The Cusp of Spring
Today is the first day of March. Is that spring murmuring, or just our wishful thinking? Beginning a new month feels hopeful, especially since March edges us closer to sunlight and to green.
It’s only in the 40s today but I saw two men in the lobby wearing shorts, a sinewy teenager sporting a tank top, and a girl in sparkly flip flops. Not quite that brazen, I’m admittedly a little desperate for winter to depart— I’m wearing a mint-colored windbreaker. I’m lingering at the moody Dutch florals that mark the Pfister stairway. I’m drinking gin swathed in basil and cucumber because it tastes like a garden.

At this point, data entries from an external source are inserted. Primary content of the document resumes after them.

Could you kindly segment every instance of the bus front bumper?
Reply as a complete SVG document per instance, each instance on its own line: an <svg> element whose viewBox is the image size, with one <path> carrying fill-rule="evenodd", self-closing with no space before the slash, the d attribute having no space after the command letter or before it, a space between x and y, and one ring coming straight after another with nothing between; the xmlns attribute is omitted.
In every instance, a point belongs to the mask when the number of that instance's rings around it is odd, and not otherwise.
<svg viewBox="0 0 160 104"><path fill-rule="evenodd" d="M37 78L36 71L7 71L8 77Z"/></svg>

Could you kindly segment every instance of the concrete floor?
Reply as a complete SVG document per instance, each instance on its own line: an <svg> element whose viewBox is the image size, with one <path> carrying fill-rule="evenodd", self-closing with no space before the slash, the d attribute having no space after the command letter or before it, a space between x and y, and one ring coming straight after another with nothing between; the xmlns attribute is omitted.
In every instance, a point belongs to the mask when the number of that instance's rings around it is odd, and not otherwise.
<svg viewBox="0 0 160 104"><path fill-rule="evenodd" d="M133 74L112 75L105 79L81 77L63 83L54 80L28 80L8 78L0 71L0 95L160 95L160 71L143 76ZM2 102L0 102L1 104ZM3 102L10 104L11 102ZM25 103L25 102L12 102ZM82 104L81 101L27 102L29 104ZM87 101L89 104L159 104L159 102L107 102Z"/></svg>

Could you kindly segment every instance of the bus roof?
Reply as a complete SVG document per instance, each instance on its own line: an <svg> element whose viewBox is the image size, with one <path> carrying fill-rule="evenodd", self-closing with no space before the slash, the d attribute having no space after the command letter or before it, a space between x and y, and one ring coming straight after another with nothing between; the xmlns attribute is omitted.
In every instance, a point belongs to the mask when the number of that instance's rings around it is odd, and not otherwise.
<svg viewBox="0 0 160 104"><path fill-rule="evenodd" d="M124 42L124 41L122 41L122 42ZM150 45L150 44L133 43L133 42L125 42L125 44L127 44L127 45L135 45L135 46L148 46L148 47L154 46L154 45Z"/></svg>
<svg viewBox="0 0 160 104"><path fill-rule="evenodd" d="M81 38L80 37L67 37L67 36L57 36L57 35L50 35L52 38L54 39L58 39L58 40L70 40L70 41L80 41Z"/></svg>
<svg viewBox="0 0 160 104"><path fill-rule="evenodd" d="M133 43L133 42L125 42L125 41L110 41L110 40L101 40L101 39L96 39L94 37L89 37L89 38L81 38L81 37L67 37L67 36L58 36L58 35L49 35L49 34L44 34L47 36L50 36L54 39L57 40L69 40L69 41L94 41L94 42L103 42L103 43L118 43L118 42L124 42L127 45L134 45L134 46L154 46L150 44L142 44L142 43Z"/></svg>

In the box on the lobby stairs where guests can answer my story prompts, someone has left me a pink origami crane. It’s a small, deliberate kindness. I slip it into my purse. The bright little crane will gladden me if, after all my dreams of garden breezes and new life, it ends up snowing this weekend.
Margaret Muza’s studio smells faintly sweet this afternoon. The bouquet of flowers she received a few days ago as a thank you for a portrait session are the fragrant showstopper in the room. The hydrangeas are beginning to wilt, so she decides to photograph them as a still life.
Preserved in a tintype, these are the hardy flowers we need on the cusp of March.
They are in untouchable, perpetual bloom.